Multi-file datasets
nctoolkit is built to handle multi-file datasets easily and efficiently. Parallel processing of files, ensemble averaging and merging are all easily done.
To create a multi-file dataset, you just need to supply a list of files
to open_data
. Alternatively, you can use wild cards. The following
will create a multi-file dataset with all of the files in the foo
folder:
import nctoolkit as nc
ds = nc.open_data("foo/*.nc")
Standard nctoolkit methods can then be applied to each file within the ensemble. For example, if we wanted a temporal mean of each file, we would do the following:
ds.tmean()
Note, to avoid any confusion: this operation will only apply to
individual members of the multi-file dataset. We will later discuss
ensemble methods such as ensemble_mean
, which let you calculate
statistics across the ensemble.
Merging multi-file datasets
There are two ways to merge mult-file datasets, time-based and variable-based.
Merging by time is done as follows:
ds.merge("time")
This will join files together so that their times join up. It should be used when files have the same variables and grids, but distinct times.
The second merging method is joining variables. In this case files should have the same time steps or one file should have at most one time step. This is done as follows:
ds.merge("variable")
By default, nctoolkit uses variable-based merging.
Speeding up multi-file processing
If you have access to multiple cores, it is very easy to ensure files within a multi-file dataset are processed in parallel. Just set the number of cores to be used. In the following case, we set it to 6:
nc.options(cores = 6)
This results in files being processed simultaneously with 6 cores.

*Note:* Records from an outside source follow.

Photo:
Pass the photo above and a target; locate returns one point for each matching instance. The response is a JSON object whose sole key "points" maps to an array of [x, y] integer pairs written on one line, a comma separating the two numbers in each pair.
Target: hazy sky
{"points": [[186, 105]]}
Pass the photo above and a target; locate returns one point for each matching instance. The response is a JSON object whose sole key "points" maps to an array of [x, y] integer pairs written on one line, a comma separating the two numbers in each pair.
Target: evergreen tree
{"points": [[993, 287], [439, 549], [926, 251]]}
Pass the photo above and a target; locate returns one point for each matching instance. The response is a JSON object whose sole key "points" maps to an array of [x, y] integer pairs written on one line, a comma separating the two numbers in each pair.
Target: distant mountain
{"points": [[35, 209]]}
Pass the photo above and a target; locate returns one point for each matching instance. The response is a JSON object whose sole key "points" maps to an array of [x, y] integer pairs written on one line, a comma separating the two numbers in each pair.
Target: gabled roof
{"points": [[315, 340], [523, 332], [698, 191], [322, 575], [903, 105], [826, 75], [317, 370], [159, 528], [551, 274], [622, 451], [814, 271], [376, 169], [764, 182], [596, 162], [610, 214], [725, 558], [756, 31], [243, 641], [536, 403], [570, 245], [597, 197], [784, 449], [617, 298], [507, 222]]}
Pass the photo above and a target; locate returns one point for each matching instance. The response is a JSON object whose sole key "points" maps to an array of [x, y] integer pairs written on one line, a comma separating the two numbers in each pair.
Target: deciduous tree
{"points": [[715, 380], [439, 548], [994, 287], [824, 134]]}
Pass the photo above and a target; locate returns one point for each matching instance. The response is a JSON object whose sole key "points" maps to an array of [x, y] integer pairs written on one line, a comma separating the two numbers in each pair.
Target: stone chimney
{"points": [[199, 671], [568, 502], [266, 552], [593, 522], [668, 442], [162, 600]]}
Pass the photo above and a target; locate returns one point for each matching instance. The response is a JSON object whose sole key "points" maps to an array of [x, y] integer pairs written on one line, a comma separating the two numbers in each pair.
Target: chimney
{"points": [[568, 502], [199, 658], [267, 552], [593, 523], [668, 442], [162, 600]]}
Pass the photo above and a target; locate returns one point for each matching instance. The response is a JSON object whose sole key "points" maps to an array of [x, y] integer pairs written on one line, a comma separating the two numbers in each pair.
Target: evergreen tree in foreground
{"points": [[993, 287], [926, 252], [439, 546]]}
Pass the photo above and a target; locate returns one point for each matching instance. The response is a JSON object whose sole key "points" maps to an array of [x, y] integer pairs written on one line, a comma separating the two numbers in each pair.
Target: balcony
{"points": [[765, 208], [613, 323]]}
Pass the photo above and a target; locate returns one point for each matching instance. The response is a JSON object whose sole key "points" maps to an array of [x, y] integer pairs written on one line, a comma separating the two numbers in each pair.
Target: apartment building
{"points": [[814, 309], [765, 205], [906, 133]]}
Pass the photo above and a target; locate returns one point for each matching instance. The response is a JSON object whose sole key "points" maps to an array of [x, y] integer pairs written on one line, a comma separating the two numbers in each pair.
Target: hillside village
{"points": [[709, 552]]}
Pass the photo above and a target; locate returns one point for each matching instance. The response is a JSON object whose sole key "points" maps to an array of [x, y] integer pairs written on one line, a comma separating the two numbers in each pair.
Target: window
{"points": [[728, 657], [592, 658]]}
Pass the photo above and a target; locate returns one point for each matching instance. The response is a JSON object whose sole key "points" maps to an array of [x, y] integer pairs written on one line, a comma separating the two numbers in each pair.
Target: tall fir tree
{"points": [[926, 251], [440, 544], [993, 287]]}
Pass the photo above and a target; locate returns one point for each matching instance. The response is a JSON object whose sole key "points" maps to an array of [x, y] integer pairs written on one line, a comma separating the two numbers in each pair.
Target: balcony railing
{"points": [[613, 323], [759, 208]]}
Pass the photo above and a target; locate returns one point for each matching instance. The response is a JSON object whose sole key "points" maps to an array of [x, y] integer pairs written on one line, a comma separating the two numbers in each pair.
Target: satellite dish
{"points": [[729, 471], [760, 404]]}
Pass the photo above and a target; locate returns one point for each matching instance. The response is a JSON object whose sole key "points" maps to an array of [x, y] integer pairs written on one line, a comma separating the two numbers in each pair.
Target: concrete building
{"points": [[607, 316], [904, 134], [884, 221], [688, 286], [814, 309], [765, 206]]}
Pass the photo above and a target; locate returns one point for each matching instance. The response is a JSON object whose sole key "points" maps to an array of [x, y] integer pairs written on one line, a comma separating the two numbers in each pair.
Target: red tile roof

If you are working on multi-file datasets, it is almost always much
faster to set the number of cores to a high number and carry out
operations on the files before merging them using merge
and not the
other way round.
Ensemble statistics
In some cases, you will want to calculate averages etc. across the multi-file dataset. For example, each file in a dataset could be from a different climate model and you might simply the mean value across them. This is very easily done. We can just calculate the ensemble mean as follows:
ds.ensemble_mean()
This will calculate the mean for each time step. For example, if you
have an ensemble which is made of monthly projections of temperature
from 20 different climate models, ensemble_mean
will calculate the
monthly mean of those 20 models.
Multiple ensemble methods are available: ensemble_mean
,
ensemble_percentile
, ensemble_stdev
, ensemble_var
,
ensemble_max
, ensemble_min
, ensemble_range
and
ensemble_sum
.